Togo, un an après l’assassinat de Douti et d’Anselme, les auteurs de ces crimes jouissent d’une totale impunité.

17 04 2014

imagesLe 15 avril 2013, dans la vague des manifestations qui ont secoué le milieu scolaire où les élèves réclamaient leurs enseignants en grève, les forces de l’ordre, championnes en répressions se sont encore illustrées et abattu froidement un enfant de 11 ans, Anselme Sinandaré et battu à mort cet autre jeune de 21 ans, Douti Sinalengue. Un an après, malgré les prêchi prêchas du ministre Yark Damehane qui a la propension d’annoncer des enquêtes à tout va qui n’aboutissent jamais, douze mois après, aucune suite de cette fameuse enquête dite ouverte et les assassins de ces deux jeunes innocents sont libres comme de coutume dans un pays où l’impunité est garantie pour les barbouzes du régime.

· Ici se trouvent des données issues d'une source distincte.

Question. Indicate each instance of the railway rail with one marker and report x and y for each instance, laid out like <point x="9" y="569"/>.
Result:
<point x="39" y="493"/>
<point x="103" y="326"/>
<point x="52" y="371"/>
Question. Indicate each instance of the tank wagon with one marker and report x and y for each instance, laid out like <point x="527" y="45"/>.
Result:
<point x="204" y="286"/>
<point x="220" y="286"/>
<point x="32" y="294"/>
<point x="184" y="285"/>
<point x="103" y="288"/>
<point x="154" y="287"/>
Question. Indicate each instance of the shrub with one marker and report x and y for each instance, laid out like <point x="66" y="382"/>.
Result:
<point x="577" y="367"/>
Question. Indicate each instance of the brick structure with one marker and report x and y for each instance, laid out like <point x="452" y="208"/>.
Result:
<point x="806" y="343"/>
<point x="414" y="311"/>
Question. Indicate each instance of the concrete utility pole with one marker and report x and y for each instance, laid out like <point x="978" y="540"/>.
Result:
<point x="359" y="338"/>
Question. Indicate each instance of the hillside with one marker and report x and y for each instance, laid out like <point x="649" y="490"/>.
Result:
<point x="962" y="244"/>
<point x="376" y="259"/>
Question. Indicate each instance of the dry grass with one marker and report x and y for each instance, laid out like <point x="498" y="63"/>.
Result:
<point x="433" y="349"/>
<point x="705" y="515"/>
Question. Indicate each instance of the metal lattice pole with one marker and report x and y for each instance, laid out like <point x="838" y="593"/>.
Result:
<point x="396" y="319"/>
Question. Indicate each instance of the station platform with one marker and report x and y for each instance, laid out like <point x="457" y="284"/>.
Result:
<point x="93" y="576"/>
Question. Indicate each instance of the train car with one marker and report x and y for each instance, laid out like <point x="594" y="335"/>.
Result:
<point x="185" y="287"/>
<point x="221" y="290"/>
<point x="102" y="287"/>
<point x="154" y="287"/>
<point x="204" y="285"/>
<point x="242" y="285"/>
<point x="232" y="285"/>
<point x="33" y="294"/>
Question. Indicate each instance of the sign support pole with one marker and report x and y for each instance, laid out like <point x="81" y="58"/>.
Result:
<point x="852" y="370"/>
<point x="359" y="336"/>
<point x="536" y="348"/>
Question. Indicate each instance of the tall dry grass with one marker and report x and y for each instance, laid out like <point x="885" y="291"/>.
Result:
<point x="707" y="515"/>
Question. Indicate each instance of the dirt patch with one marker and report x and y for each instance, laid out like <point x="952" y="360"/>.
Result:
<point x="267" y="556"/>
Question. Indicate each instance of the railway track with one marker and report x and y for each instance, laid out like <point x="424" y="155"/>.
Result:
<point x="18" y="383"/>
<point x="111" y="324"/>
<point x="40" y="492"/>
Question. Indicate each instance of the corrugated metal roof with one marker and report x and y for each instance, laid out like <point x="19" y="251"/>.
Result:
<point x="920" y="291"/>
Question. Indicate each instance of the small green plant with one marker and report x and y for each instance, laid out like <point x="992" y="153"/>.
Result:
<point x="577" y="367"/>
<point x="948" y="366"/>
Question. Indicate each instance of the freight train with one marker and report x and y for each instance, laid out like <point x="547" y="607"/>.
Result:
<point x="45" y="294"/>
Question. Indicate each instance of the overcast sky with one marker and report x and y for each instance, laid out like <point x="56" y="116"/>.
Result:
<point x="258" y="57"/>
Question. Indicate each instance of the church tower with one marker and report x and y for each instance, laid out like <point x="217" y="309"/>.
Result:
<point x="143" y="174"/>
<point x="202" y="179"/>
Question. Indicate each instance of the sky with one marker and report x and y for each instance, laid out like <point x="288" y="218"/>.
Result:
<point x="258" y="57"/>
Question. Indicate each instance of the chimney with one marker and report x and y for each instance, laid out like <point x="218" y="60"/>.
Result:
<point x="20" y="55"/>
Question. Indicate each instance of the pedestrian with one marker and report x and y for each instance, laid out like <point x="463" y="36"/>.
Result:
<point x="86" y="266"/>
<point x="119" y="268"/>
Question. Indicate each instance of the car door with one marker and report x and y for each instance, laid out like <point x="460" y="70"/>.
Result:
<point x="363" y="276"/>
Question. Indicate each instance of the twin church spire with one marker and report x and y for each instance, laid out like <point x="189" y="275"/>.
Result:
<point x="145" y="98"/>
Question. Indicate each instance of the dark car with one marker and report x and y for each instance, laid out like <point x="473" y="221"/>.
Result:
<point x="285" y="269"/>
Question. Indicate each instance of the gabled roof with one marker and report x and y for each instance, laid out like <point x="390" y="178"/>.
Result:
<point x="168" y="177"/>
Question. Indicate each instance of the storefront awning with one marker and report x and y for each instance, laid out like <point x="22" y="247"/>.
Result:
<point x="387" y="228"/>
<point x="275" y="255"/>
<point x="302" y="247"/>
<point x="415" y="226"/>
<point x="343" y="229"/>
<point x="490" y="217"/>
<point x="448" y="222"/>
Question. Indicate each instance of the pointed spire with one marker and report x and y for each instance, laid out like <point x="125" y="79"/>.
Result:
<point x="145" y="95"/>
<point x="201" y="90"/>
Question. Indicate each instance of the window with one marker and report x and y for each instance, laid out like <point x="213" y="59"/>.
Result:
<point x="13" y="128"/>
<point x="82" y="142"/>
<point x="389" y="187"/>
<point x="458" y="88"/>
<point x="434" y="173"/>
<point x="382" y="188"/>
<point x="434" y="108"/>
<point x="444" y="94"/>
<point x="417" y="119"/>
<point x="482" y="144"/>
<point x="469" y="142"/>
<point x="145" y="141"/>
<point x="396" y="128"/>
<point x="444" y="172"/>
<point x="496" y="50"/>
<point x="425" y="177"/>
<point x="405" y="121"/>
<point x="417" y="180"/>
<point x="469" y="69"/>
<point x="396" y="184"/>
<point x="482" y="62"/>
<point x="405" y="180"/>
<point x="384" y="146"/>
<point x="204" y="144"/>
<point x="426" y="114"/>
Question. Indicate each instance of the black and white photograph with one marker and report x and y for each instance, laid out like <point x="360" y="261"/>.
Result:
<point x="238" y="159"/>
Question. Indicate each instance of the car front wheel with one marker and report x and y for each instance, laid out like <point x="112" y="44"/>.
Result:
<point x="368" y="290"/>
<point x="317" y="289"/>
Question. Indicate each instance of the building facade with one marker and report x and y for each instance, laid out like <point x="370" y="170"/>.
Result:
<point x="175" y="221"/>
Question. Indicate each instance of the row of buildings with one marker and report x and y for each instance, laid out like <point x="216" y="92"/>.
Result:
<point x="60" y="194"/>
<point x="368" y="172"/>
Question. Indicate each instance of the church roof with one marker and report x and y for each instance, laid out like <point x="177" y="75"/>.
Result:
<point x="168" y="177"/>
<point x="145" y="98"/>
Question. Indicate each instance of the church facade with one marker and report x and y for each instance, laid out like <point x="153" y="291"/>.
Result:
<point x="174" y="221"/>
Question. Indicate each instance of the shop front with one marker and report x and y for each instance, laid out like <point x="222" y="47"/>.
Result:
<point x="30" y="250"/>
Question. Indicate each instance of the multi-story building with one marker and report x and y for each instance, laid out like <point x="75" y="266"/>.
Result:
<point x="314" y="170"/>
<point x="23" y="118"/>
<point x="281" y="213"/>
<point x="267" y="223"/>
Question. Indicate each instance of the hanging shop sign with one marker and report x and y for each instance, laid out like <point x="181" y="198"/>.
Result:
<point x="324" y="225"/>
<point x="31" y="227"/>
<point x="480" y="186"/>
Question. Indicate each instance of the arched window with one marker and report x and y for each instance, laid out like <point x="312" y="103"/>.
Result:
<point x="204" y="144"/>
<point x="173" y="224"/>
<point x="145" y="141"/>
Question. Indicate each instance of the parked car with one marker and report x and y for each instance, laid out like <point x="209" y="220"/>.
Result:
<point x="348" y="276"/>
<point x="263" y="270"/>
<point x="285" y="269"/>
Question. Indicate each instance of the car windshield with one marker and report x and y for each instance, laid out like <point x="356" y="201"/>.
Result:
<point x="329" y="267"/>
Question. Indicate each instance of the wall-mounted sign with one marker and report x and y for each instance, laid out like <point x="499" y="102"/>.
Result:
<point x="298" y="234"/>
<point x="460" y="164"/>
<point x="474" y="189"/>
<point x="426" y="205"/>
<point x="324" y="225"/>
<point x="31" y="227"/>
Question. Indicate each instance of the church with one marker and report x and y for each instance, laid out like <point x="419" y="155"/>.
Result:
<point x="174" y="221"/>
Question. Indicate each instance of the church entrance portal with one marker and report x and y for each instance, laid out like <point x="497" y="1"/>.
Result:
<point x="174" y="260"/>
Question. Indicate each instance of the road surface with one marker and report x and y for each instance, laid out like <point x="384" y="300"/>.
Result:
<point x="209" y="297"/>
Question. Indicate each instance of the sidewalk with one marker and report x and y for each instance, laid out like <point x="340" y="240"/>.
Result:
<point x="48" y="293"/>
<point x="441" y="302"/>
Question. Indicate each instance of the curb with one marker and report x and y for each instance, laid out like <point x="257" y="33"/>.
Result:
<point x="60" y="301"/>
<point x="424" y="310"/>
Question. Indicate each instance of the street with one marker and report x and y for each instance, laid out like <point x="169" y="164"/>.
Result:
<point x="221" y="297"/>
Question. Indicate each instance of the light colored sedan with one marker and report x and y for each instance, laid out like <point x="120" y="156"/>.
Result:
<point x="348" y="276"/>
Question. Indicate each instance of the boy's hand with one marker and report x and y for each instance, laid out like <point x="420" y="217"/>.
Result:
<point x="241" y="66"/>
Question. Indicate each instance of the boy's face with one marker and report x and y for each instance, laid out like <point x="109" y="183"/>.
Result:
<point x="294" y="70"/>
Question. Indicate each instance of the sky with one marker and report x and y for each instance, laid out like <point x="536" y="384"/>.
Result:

Anselme et Douti comme de milliers de togolais ont quitté cette vie en martyr sans que leurs proches et tout le peuple togolais ne sachent rien sur les circonstances exactes de ces disparitions tragiques. De plus en plus le régime togolais n’à que faire de la vie. Pour le pouvoir cinquantenaire elle peut être achetée avec quelques billets de banque. est ce d’une certaine compensation financière aux familles que le gouvernement ne daigne faire aboutir l’enquête pour situer les responsabilités et mettre à la disposition de la justice les auteurs de ces crimes ?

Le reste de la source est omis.